4.5.20

Mon année de repos et de détente – Ottessa Moshfegh



La jeune New-Yorkaise au centre de ce deuxième roman de l’écrivain américaine d’origine iranienne Ottessa Moshfegh avait tout pour réussir dans la jungle capitaliste sans pitié où elle réside. Pour cela, deux atouts maîtres. Tout d’abord, un diplôme obtenu à la prestigieuse université de Columbia censé lui ouvrir bien des portes. Ensuite, et presque surtout, une beauté fatale faisant d’elle l’idéal féminin américain et la reine incontestée dans toutes les soirées où elle s’est rendue jusqu’ici.

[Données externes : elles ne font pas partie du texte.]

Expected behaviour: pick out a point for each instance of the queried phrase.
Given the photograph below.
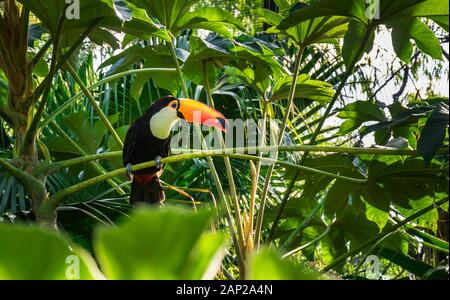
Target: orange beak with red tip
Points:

Mais voilà que la dépression qui rôdait a frappé. Après la mort de ses parents, elle a envoyé balader son petit ami avec qui elle entretenait des relations pour le moins houleuses et son boulot de galeriste qu’elle détestait au plus haut point. Son obsession et unique projet : rester enfermée chez elle, dans le petit appartement qu’elle a pu se payer grâce à l’héritage parental, et dormir le plus longtemps possible, loin du monde et de ses soubresauts. Pour cela, il lui faudra se procurer une impressionnante collection de somnifères que l’étrange et préoccupant Docteur Turtle lui prescrira sans barguigner.
Dès lors, rien ne semblerait empêcher la réalisation d’un projet qui consiste à s’abrutir chimiquement pour échapper au monde. Si ce n’est que le dit monde ne cesse de se rappeler à elle sous les formes les plus inattendues et souvent cocasses. Un monde aux allures de sa colocataire de chambrée universitaire qui ne cesse de s’inviter pour l’abrutir de ses propres problèmes et déverser sur elle ses angoisses permanentes. Un monde où l’ex-petit ami se trouve convoqué comme une urgence impossible à satisfaire depuis qu’il s’est lui-même recasé. Un monde qu’elle-même ne cesse de rejoindre de manière quasi-somnambulique, sans en conserver le moindre souvenir mais en collectionnant les preuves troublantes, disséminées dans son appartement, de virées avec des inconnus complétées d’achats frénétiques sur internet. Un monde qui ne cesse de frapper à sa porte, plein de vanité, d’égoïsme bête et brutal, de futilité désespérante.
Il lui faudra prendre une décision radicale pour réaliser son projet bientôt détourné en performance artistique aussi vaine que sa propre démarche…
Ottessa Moshfegh signe un grand roman moderne, décapant, drôle, sans concession sur une Amérique où la folie semble régner en maître.